Este instrumento obriga os 37 países industrializados que o ratificaram a reduzir suas emissões até 2012 em 5,2% com relação aos níveis de 1990. Mas as nações ricas querem negociar um tratado totalmente novo. Não será fácil para as grandes economias emergentes cumprir as reduções desejadas pelos ricos em contrapartida, disse o holandês Yvo de Boer, secretário-executivo da Convenção Marco das Nações Unidas para a Mudança Climática. “Na Índia existem 400 milhões de pessoas sem eletricidade. Como se apaga uma luz que não se tem?”, perguntou.
Estados Unidos e Canadá frustraram o diálogo Norte-Sul ao anunciarem uma redução de suas emissões de 4% e 3%, respectivamente, diante dos níveis de 1990. Parece provável que a Conferência feche um acordo de um fundo de US$ 10 bilhões anuais até 2012 para realizar as metas de Kyoto, que expiram nesse ano. A União Europeia prometeu US$ 3,6 bilhões na semana passada, e espera-se que EUA e Japão também contribuam. Mas, não aparece no cenário um plano de financiamento de longo prazo para as medidas de adaptação e mitigação, nem para a transferência de tecnologia.
A própria UE disse que são necessários por ano pelo menos US$ 100 bilhões para neutralizar as consequências da mudança climática, sem indicar de onde sairão esses fundos. Para as organizações da sociedade civil, a quantia seria inclusive maior. “Calculamos um mínimo necessário de US$ 160 bilhões para o segundo período de compromissos, de 2013 a 2017”, disse Kathrin Gutmann, do Fundo Mundial para a Natureza. De Boer, no entanto, pediu aos países negociadores que tenham “compaixão”. “Na continuem pisando no mesmo terreno de sempre. Há muitas coisas em jogo. A compaixão torna os países grandes. Isto não tem a ver com uma nação que se imponha a outra, nem com um grupo a outro. Cento e cinqüenta governantes não vêm a Copenhague para voltar de mãos vazias”, afirmou. “Para ganhar tempo na batalha contra a mudança climática devemos encontrar a forma de as árvores valerem mais vivas do que mortas”, afirmou o Príncipe Charles da Grã-Bretanha, uma das figuras presentes na inauguração da reunião de alto nível.
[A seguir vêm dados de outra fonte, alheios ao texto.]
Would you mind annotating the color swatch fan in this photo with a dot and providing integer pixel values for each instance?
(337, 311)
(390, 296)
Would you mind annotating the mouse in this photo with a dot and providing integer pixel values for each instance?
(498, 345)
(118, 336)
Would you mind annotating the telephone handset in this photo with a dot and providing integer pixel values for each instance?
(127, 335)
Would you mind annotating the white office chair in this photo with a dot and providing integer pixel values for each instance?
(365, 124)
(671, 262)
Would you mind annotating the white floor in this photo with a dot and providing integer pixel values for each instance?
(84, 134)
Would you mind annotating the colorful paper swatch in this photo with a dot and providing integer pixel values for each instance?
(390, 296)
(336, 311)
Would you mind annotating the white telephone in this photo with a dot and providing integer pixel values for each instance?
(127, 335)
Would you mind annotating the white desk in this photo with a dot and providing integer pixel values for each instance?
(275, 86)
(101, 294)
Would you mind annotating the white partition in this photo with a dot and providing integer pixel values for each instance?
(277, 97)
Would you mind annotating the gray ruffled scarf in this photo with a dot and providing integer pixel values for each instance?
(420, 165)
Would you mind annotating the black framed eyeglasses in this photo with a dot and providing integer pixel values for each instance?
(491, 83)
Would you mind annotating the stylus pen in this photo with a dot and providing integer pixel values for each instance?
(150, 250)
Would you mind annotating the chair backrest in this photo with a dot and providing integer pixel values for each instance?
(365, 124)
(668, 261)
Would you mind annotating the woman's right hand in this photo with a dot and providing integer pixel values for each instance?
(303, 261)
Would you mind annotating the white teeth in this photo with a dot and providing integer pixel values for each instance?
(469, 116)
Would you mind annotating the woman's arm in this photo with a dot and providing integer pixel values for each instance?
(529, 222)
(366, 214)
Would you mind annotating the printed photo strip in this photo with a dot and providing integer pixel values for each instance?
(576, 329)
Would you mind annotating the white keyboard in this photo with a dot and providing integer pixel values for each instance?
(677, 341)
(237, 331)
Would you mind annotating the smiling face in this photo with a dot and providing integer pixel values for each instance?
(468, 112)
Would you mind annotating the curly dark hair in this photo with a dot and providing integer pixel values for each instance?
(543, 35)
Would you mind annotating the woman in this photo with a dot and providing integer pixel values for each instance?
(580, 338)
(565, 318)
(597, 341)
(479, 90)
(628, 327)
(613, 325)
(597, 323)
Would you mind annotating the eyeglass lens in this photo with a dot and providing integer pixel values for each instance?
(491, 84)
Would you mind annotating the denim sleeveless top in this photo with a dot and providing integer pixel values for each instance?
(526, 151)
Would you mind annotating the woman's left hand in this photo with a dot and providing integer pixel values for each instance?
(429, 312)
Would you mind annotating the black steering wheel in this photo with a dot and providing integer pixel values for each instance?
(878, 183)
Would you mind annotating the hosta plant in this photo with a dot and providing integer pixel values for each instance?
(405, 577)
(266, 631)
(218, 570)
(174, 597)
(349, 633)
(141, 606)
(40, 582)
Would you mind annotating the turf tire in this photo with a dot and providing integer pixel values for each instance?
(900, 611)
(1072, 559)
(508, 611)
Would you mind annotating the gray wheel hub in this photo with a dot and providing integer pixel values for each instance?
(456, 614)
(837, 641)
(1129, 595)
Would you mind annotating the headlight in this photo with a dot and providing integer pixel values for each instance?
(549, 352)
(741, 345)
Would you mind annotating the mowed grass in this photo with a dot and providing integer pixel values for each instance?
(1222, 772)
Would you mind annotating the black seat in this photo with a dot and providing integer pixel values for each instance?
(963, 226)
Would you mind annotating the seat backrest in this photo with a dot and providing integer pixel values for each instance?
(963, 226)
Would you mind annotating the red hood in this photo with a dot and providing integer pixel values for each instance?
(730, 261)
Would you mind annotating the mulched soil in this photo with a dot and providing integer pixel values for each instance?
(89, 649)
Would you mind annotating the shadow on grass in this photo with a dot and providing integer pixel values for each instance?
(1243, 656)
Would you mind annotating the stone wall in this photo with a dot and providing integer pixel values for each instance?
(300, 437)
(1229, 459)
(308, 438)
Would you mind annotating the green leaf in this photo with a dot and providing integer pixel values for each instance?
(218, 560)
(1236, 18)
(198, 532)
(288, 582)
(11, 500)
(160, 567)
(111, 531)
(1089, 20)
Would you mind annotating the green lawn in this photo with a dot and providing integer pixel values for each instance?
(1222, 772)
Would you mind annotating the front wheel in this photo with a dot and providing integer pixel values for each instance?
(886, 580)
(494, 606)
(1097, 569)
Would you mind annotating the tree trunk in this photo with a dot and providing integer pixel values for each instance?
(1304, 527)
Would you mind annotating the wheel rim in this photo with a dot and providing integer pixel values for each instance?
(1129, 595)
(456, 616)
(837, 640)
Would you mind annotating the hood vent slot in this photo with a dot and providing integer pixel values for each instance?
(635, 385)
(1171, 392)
“Três anos arrecadando apoio se reduzem a três dias de negociações”, afirmou o secretário-geral da ONU, Ban Ki-moon, em um chamado para que os chefes de Estado e de governo dos países industriais fixem metas para reduzir as emissões de gases contaminantes, que causam o aquecimento do planeta.
“Mas os países em desenvolvimento também devem reduzir o crescimento de suas emissões” disse aos delegados. “Chegou a hora de um consenso. Ninguém obterá o que deseja nestas negociações, mas todos poderão obter o que precisam”, disse Ban. Porém, alguns ativistas do movimento ecológico presentes em Copenhague não acreditam que os governantes conseguirão algo.
Dionísio Cabrera, líder indígena da Bolívia, afirmou que respeitar a Mãe Terra, assumir a dívida climática e reconhecer os povos indígenas – a seu ver, a reserva moral do planeta – devem ser os três pontos a guiar as medidas a serem adotadas. Os setores mais vulneráveis à mudança climática não se limitarão a observar atrás por trás do palco. Cabrera anunciou na terça-feira aos jornalistas uma ação direta para “reclamar o poder” para o povo. “Somos os credores e os devedores devem pagar suas dividas”, disse a ativista queniana Wahu Kaara. A neve caiu sobre Copenhague nas últimas horas, mas a temperatura dentro da Conferência esquenta. (IPS/Envolverde)
* Esse artigo teve as colaborações de Claudia Ciobanu, Stephen Leahy e Terna Gyus.